The suit filed Friday states that throughout a 10-year period, Burhans noticed an unhealthy sexual climate relating to alcohol abuse and inadequate resources to report cases of sexual misconduct. When Burhans allegedly notified Associate Vice President Martha Highsmith, then deputy secretary of the University, that Yale was underreporting cases of sexual misconduct, Highsmith and other administrators prevented Burhans from establishing new programs to promote a safe environment in compliance with Title IX and related laws, according to the complaint.

Burhans’ position as a security education coordinator was terminated in March 2010. She was later rehired as a project manager with no responsibilities related to Title IX. That position has also since been terminated, effective in November.

Burhans has previously sued the University regarding her employment. In May 2009, she filed suit in Connecticut Superior Court against the University on two counts of violation of the Connecticut Fair Employment Practices Act. Burhans alleged at the time that she was asked to interview with an all-male, four-person panel — an instance of possible gender discrimination — and that she never received any of the several promotions with increased compensation she was promised. The 2009 suit claimed that after filing complaints with the Connecticut Commission on Human Rights and Opportunities and the Equal Employment Opportunity Commission, administrators began to take away her responsibilities. Connecticut court records show that her 2009 allegations were deemed insufficient to constitute a hostile work environment claim, but similar allegations are repeated in the current complaint.

The new suit repeatedly points to Yale’s July 2012 “voluntary resolution agreement” with the OCR as evidence, said John Williams, Burhans’ New Haven-based attorney, because the report confirmed the University’s accountability for the same issues that Burhans brought to administrators’ attention many years prior.

“Yale at the end of the day admitted they were doing these things,” Williams said. “These [are] very things Susan warned them about and tried to fix.”

While the OCR did not find Yale in noncompliance with Title IX, its report said the University had provided inadequate resources for the reporting of sexual misconduct incidents, failed to make students aware of its existing programs and had severely underreported cases of sexual assault and harassment in recent years.

Peter Lake, director for the Center for Excellence in Higher Education Law and Policy at Stetson University, said that in the aftermath of Yale’s Title IX controversy, he is not surprised that employees would try to bring employee disputes to the federal level through claims of Title IX violations.

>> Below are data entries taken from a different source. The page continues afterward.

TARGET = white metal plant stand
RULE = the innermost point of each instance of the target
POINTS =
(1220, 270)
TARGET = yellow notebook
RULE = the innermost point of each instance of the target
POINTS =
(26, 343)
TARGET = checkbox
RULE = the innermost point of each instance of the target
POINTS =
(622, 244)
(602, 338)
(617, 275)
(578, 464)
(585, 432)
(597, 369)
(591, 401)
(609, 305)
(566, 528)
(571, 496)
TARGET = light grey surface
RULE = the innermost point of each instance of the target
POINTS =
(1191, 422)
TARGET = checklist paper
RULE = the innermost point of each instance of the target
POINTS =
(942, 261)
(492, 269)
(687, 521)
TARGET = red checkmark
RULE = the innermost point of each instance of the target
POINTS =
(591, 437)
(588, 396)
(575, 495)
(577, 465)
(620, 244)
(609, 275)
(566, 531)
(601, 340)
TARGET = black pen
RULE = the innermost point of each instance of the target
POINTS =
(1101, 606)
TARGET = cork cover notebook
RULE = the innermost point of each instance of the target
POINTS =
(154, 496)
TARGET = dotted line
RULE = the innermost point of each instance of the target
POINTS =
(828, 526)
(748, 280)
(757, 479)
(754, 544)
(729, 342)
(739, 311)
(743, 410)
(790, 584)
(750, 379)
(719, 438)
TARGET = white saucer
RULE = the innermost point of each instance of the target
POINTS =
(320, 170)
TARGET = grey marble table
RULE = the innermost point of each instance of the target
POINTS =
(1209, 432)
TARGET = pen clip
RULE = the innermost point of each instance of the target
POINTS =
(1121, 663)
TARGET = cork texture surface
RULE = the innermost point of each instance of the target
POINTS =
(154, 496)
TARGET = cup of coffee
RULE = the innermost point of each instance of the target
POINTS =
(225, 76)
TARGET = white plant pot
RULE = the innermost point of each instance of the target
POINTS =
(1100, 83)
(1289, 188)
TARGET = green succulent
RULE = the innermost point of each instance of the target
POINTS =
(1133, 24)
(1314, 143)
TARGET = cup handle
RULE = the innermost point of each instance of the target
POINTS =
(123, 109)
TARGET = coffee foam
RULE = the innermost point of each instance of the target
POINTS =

“The tough job for the court is to sort out what rises above the level of messy employment disputes,” he said.

Though Murphy said much of the evidence in the suit could support a case for a violation of Title VII — which prohibits employee discrimination based on sex — she added that Title IX is more applicable to the case because it involves the prevention of Burhans from implementing programs essential to improving sexual climate.

“Title IX is very broad in scope in terms of [whom] it means to protect, meaning both students and all people in the campus environment, from both sexual harassment as an individual harm and any kind of retaliation in the effort to reduce that harm,” Murphy said.

The OCR’s investigation began in April 2011 when 16 students and alumni filed a complaint alleging Yale had allowed a hostile sexual environment to persist.